When I first started, it looked like the classic check-list approach. I would write my targets before bed so that I knew exactly what I ought to be doing when I woke up. At first this was really helpful. But after a while, I got a sense that I wasn’t being as productive as I thought I was being. The checklist didn’t indicate how much time I spent working each day. The nature of the items on the list varied- some of the tasks involving very little effort and others taking hours. Some were simple and others were complex. In short, the list was too vague and didn’t record my productivity with the depth I needed in order to measure my progress day-to-day and week-to-week.

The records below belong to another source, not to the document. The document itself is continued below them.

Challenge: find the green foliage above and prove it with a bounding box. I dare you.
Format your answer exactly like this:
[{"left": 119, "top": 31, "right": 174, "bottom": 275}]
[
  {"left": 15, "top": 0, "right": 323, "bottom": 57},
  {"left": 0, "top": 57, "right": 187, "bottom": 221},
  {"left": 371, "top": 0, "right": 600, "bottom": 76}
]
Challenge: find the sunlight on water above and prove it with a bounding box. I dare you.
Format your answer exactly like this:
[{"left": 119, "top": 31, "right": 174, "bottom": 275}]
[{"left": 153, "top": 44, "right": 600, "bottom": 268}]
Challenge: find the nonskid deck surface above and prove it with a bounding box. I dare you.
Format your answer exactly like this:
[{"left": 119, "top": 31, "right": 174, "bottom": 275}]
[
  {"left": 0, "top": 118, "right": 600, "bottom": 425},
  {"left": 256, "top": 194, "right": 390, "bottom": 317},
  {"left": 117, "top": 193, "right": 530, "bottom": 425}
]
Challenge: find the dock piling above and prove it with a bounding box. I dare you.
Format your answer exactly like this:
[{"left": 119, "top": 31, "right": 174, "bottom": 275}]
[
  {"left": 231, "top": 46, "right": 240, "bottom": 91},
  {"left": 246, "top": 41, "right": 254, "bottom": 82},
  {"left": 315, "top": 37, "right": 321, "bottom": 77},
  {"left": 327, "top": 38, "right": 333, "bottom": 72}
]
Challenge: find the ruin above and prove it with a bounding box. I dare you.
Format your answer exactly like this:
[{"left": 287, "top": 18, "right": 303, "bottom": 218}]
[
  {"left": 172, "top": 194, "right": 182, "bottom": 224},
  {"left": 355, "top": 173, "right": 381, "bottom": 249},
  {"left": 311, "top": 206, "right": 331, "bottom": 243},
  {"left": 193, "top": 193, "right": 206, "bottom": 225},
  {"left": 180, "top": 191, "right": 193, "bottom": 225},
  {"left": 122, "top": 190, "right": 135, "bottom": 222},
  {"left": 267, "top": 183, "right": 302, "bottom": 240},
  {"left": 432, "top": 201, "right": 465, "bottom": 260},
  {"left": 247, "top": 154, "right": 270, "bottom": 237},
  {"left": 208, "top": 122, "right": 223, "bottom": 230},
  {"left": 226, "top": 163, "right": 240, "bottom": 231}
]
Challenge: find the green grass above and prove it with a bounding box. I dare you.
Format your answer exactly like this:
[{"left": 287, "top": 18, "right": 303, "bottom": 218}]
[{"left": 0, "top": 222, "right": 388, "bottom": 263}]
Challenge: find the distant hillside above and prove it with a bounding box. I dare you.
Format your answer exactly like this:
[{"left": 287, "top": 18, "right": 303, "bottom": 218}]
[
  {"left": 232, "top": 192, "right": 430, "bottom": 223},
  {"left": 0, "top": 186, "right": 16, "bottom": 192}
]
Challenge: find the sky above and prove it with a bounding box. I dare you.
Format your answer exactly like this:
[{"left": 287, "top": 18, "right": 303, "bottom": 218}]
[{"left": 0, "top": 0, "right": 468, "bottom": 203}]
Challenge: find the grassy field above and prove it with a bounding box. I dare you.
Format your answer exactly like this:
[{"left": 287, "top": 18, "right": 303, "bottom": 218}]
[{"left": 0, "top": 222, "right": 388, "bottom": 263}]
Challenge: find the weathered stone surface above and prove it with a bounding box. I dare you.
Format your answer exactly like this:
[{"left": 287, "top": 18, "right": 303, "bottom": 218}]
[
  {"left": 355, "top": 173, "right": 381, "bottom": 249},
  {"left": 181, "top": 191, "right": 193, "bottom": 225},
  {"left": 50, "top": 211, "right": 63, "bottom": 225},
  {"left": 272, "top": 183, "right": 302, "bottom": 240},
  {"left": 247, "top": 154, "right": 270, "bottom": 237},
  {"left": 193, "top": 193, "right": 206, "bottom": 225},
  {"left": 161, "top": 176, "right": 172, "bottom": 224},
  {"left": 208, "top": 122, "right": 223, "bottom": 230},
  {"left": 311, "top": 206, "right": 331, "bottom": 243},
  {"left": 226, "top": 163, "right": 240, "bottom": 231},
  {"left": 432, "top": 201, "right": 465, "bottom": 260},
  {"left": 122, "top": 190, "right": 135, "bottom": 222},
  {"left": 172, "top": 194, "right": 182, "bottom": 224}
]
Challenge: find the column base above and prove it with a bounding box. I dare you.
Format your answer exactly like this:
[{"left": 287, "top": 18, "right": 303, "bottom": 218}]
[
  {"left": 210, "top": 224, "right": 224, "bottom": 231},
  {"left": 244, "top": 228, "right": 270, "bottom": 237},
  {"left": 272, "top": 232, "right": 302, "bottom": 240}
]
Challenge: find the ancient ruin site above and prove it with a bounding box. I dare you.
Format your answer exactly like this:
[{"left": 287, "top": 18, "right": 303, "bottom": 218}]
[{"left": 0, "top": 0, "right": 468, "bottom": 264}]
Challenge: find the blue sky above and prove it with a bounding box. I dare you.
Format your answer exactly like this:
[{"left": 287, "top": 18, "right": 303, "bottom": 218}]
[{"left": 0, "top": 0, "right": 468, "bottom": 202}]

So I changed it again. The list became a table, each row representing a day of the week. That way I could compare the time I started work every morning and turned my PC off every night, as well as how long I spent working in total. I divided my working time into concentrated 30-minute sessions. Each session would be represented by a tally mark in the table, and I’d be motivated easily by trying to get the highest tally possible each day, with the other rows serving as a reference for my daily averages.
So far this has worked really well for me. Naturally I still have days where I’m not feeling 100%, but on average I’m working longer and harder. At the risk of sounding pretentious, I kinda feel that a healthy schedule is like Hegelian dialectics: what works for a while will eventually reveal its drawbacks, so you rearrange the existing method to accommodate the critique and together they form a new thesis, which in time will also be reformed. It’s the long-term productivity cycle.
Whaddeya think? In case you can’t tell, I am fairly pleased with how things have gone since I started. It’s not perfect of course. I still feel weak or lethargic at times. That’s life. But I’m more resistant than I was before. Those close to me know that nothing depresses me more than the suggestion that I’m incapable of change. In the context of my personal history, it’s a real breakthrough. I’ve never stuck to anything for so long. Don’t get me wrong, I don’t think I’m a beast or anything like that. I’m nowhere near Mamba Mentality. But, by my own standards, I have improved. Naturally this particular schedule will change once I move to London and start my Masters in September, but it’s my hope that I’ll be able to use the same principles to motivate me there.
by Michael J. Vowles, Tumbleweed Writes, 7 July 2021.